Dentre a centena de pessoas que deixava o espaço às 7h, um uruguaio que chegou ao Rio Grande do Sul a pé, levando apenas a roupa do corpo e algumas mudas transportadas em uma mala rosa com uma alça improvisada por um elástico.
— Levei 25 dias pra vir de Punta del Este a Porto Alegre. Passei frio e fome para tentar um emprego aqui — conta Emiliano Camacho, 24 anos.
Ele relata que caminhou a maior parte do caminho, percorrendo outro trecho em caronas de quem se solidarizava com sua história. No Uruguai, acrescenta, ficaram o filho — que vive com sua ex-mulher — e a mãe. Açougueiro, disse ter deixado o país devido ao alto custo de vida e tenta enviar uma parte do pouco que ganha em trabalhos temporários.
— O dinheiro não dá para comprar nada, é tudo muito caro. Além disso, no Uruguai, quase não há albergues. Aqui é muito melhor — afirma, enquanto se espreme no pequeno portão de saída do abrigo, em meio aos demais acolhidos.
Com o aumento na procura, a Fasc reforçou o orçamento do abrigo, que passou de 145 para 205 leitos. Destes, 45 são para mulheres.
Reclamando da falta de roupas doadas, Alex dos Santos, 33 anos, deixava o local vestindo apenas um blusão de moletom para cobrir o peito. Com outros quatro amigos que conheceu na casa, ia atrás de material reciclado ou de algum trabalho de diarista:
— É muito difícil chegar em um local e conseguir emprego, sem ter tempo na carteira de trabalho.

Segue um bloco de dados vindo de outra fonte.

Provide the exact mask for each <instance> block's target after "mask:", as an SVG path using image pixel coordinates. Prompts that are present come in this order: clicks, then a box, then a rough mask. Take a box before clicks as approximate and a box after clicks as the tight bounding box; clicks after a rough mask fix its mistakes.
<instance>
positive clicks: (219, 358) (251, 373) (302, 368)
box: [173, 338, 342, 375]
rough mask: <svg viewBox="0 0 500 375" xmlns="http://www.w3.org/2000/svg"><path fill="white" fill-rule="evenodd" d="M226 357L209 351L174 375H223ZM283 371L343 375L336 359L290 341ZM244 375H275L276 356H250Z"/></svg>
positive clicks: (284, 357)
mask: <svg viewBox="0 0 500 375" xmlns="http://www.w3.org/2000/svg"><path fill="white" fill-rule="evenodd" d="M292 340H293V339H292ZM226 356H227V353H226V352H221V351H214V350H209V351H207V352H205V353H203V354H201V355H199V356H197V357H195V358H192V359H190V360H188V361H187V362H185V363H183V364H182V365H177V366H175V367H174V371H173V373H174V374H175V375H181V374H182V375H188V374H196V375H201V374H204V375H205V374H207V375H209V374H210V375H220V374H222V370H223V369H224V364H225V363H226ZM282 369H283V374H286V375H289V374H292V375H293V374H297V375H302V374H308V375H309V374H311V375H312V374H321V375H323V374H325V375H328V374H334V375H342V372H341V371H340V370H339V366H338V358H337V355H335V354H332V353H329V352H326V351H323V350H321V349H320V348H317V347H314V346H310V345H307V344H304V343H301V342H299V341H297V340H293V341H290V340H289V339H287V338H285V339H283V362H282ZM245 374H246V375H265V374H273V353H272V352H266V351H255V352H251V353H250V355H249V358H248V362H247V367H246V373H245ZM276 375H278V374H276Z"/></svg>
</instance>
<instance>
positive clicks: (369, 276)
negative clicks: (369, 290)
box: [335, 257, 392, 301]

Teria que ter oportunidade para quem não tem experiência, para quem tá em situação de rua.
Ouvindo o relato de Alex, a educadora social Rosana Santos concordou:
— Infelizmente, há preconceito com quem está em um abrigo. Existe muito trabalho por aí, não custa nada dar uma oportunidade, nem que seja para ver no que vai dar.
Ela reitera que, para permanecer no abrigo por 30 dias, que é prazo máximo para abrir vaga a outro morador, é necessário seguir as regras da casa:
— Não pode usar drogas. Se estiver alcoolizado, não entra. Isso é pra não ter confusão.
Demais abrigos estão lotados
Além do Felipe Diehl, o Albergue do Instituto Espírita Dias da Cruz (esquina das avenidas da Azenha e Ipiranga) está com as 90 vagas preenchidas. O Albergue Municipal (Rua Comendador Azevedo, 215) também lotou suas 120.
Diretora técnica da Fasc, Vanessa Mendes Baldini afirma que a situação presenciada nos locais "não é atípica" no inverno:
— Fazemos a chamada Operação Inverno, de junho a setembro, com a ampliação das vagas. Depois, a situação se acalma e não é mais necessário. Apesar das noites frias, há quem prefira continuar nas ruas.
— Tem quem quer ficar no seu lugar, no seu cantinho, ou que tem animal de estimação. Eles podem entrar no abrigo, mas não podem ficar no dormitório. Nem todo mundo aceita — exemplifica, acrescentando que uma parcela também segue ao relento devido a incapacidade de deixar as drogas.